USDC’s Depeg exposed the risks traditional finance poses to stablecoins


Regulators have raised concerns in recent years that decentralized finance (DeFi) could pose risks to the traditional financial (TradFi) services industry. Those concerns were compounded by events such as the collapse of the algorithmic stablecoin terraUSD (UST) and the failure of the FTX crypto exchange in 2022, which had relatively limited spillover effects on established financial institutions.

Cristiano Ventricelli is the associate vice president of decentralized finance and digital assets at Moody’s Investors Service.

But a new realization has emerged after the recent failures of Silicon Valley Bank and Signature Bank: Distress from established financial institutions could also spread to the DeFi sector.

In fact, that’s what happened this year when Circle’s USD currency (USDC) lost its peg to the dollar on March 10, the day US banking authorities stepped in to take over Silicon Valley Bank (SVB). The fiat-backed stablecoin dipped below 90 cents after announcing that Circle had up to $3.3 billion in exposure to SVB, which had undergone a deposit run.

Other smaller circulation stablecoins also lost their pins, including BUSD, released by Paxos, and crypto-backed stablecoin DAI, released by MakerDAO. Only USDT seemed to benefit from the turmoil, briefly breaking above $1, most likely as investors moved out of deep-pegged stablecoins.

The depeg event was relatively short-lived. After the US banking authorities announced that uninsured depositors at Silicon Valley Bank would be fully covered, the USDC price started to climb towards $1, and USDC, DAI and BUSD remain at their $1 peg as of April 2, 2023.

But according to Moody’s, the risks have now been exposed. What the depegging highlighted is that stablecoin issuers’ reliance on a relatively small number of off-chain financial institutions limits their stability. And wider awareness of these risks could actually exacerbate the situation for stablecoin issuers.
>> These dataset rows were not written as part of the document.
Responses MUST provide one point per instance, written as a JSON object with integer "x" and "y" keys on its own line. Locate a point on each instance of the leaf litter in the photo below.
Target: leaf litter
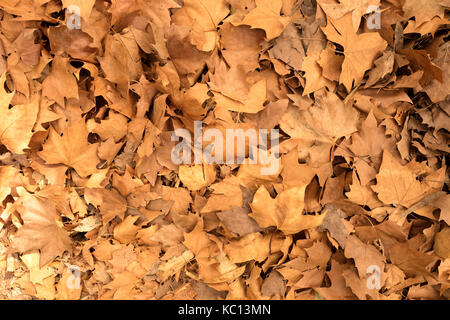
{"x": 93, "y": 207}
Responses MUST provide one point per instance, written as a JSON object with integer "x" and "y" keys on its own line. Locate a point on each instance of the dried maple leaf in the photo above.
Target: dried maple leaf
{"x": 61, "y": 82}
{"x": 267, "y": 16}
{"x": 423, "y": 10}
{"x": 40, "y": 229}
{"x": 71, "y": 149}
{"x": 203, "y": 17}
{"x": 318, "y": 128}
{"x": 285, "y": 211}
{"x": 397, "y": 184}
{"x": 360, "y": 50}
{"x": 17, "y": 122}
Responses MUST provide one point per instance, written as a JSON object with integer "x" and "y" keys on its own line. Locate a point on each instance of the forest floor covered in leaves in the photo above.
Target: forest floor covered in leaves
{"x": 92, "y": 205}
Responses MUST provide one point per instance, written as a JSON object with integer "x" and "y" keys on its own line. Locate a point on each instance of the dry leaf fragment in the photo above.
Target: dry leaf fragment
{"x": 360, "y": 50}
{"x": 40, "y": 229}
{"x": 71, "y": 149}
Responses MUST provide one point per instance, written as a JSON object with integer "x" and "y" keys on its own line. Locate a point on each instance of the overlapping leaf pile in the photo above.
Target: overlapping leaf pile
{"x": 87, "y": 181}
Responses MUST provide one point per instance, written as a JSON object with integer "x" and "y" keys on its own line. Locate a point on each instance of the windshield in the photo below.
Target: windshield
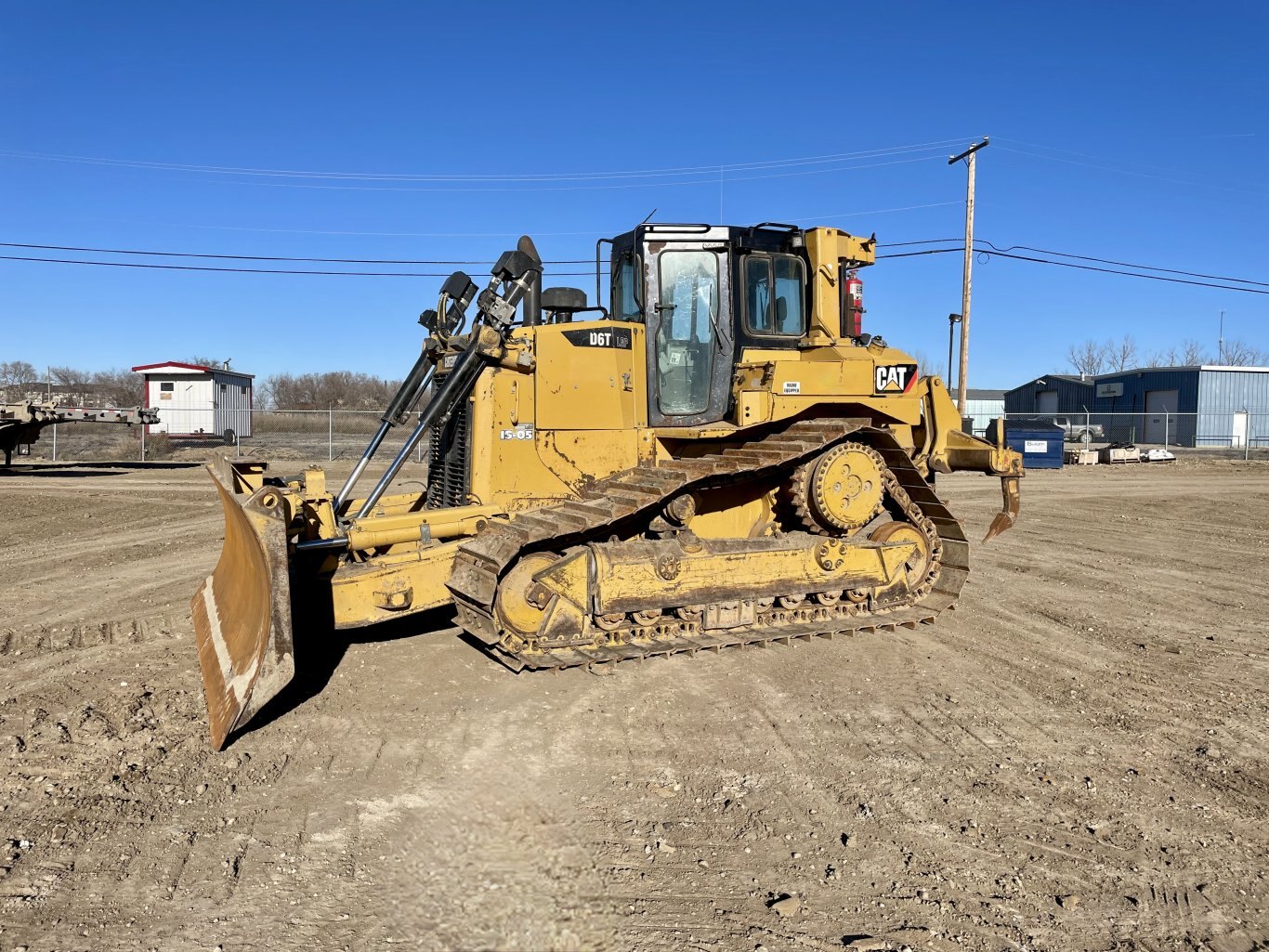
{"x": 686, "y": 334}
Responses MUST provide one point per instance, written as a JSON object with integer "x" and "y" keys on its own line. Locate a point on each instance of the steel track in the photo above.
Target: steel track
{"x": 624, "y": 498}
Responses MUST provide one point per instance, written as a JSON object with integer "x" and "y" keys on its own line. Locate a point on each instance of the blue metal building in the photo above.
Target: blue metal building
{"x": 984, "y": 407}
{"x": 1200, "y": 405}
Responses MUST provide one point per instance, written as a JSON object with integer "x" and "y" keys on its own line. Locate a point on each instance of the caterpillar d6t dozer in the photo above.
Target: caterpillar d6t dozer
{"x": 721, "y": 457}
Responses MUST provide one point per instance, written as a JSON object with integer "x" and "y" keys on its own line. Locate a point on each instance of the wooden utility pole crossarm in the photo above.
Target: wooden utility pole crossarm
{"x": 963, "y": 377}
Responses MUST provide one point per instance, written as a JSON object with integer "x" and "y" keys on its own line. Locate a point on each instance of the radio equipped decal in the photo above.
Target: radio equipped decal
{"x": 616, "y": 339}
{"x": 895, "y": 378}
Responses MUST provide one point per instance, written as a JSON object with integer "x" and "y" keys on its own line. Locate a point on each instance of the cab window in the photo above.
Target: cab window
{"x": 686, "y": 345}
{"x": 776, "y": 294}
{"x": 626, "y": 297}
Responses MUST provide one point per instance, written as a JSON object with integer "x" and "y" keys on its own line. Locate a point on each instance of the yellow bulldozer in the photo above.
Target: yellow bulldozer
{"x": 720, "y": 457}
In the wake of the USDC depeg, Circle was able to onboard new banking partners, reducing concentration risk. Nevertheless, TradFi financial institutions may decide to rethink partnering with stablecoin operators, and the reduction in the available pool of financial institution partners could make it even more difficult for fiat-backed stablecoins to maintain stable exchange rates.

In light of these recent events, regulators may tighten their scrutiny of stablecoins. Last year, Terra’s collapse raised concerns about stablecoin reserves, leading regulators to recommend additional liquidity and transparency requirements. Now, the depeg of USDC and other stablecoins points to another set of governance risks related to reserve asset custody. The European Union’s Crypto Assets Regulation (MiCA) briefly addresses this, but leaves the precise regulatory standards to European banking authorities.

Moody’s expects the defaults of Silicon Valley Bank and Signature Bank to lead to additional regulatory requirements, particularly in the area of ​​counterparty diversification. As TradFi and DeFi become more intertwined, particularly through tokenization of real-world assets, the risk of system failure increases, highlighting the need for effective regulation, transparency, and risk management.

There is also a growing interest in exploring alternative solutions to address the shortcomings of stablecoins. One possible alternative is tokenized bank deposits, which allow users to hold digital tokens representing ownership of underlying bank deposits. Tokenized bank deposits would be subject to the regulatory standards of the banking industry, which would provide greater confidence in the safety of the underlying assets, although the credit risks associated with traditional banking would of course remain.

Another potential alternative is central bank digital currencies (CBDC), which are digital representations of fiat currencies issued by central banks. CBDCs could eliminate the need for an external custodian and provide direct access to central bank reserves. In our view, CBDCs are probably years away from large-scale implementation.

Stablecoins are likely to play an important role in the digital asset ecosystem for the foreseeable future, meaning regulators should continue to monitor and address the associated risks.